SIGNIFICANT ENERGY ITEMS
- Commission Finds Corporations or Persons Who Sell Electric Vehicle Charging Services Are Not Public Utilities (Item 43, adopted on regular agenda 5-0) – This Proposed Decision finds that companies or individuals that sell electric vehicle charging services to the public will not be regulated as “public utilities” pursuant to the Public Utilities Code. The Decision also identifies ways that the Commission can exercise regulatory authority to ensure that electric vehicle charging remains within the capabilities of California’s electric grid. The Proposed Decision associated with this item is available here.
SIGNIFICANT HELD OR WITHDRAWN ITEMS
- Revoking 9 Wireless Identification Registrations for Failure to Comply With Public Utilities Code Section 401-435 (Filing of CPUC Reimbursement Account Reports and Payment of Applicable Fees), Resolution T-17278 (Item 24, held until 8/12/10) – This Draft Resolution revokes 9 Wireless Identification Registrations (WIRs) for failure to comply with Public Utilities Code Sections 401-435, which collectively require telephone carriers including WIRs to file reports with the CPUC which show the amount of California Intrastate revenue earned.

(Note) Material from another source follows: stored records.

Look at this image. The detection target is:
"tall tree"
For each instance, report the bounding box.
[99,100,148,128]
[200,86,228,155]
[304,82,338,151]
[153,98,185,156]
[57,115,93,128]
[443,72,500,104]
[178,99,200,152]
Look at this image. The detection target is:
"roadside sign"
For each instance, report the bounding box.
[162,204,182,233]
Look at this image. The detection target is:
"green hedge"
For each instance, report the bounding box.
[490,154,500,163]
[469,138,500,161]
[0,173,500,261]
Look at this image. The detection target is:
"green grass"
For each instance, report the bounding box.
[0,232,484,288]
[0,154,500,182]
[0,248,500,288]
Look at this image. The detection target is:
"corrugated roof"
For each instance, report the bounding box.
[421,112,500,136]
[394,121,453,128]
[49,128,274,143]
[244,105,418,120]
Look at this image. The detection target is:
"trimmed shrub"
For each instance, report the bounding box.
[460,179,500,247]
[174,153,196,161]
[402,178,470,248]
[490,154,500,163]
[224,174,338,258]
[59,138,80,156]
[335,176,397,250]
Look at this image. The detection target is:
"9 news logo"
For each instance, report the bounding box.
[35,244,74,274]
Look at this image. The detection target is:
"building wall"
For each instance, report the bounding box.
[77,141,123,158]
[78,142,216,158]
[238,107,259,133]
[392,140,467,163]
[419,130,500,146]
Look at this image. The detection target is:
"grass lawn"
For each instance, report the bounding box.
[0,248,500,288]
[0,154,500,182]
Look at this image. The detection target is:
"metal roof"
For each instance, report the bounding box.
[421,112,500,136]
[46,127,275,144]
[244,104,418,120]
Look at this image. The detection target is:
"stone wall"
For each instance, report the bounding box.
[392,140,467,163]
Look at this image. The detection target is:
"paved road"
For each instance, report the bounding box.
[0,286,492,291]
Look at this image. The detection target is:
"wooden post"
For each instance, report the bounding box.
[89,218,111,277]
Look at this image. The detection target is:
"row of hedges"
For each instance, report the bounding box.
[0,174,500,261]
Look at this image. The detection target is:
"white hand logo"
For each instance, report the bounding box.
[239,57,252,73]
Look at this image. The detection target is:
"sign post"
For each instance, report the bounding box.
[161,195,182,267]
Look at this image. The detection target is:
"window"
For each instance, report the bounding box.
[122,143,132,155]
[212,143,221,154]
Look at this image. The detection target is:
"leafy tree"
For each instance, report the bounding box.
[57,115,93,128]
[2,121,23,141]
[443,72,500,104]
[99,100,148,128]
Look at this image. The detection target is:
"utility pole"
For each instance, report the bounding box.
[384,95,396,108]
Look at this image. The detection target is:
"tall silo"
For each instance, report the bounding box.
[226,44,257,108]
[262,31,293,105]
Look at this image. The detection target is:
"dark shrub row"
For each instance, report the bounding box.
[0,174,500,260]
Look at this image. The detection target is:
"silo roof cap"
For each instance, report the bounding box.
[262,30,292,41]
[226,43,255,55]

The Communications Division sent two notices out of their duty to comply with the report/fee submission to the affected carriers who all failed to respond. The Draft Resolution is available here.
- CPUC Position on 911 Warmline Bill (Item 52, held to 8/12/10 by Staff) – SB 1375 (Price) would modify the current “warmline” requirements under Public Utilities Code Section 2883.
Given the length of the meeting, the Commissioners held Commissioner Reports until the next agenda meeting. Commissioner Simon, however, noted that he has hired a new legal/telecommunications advisor, Christhian Escobar, who formerly served in his office as a legal intern.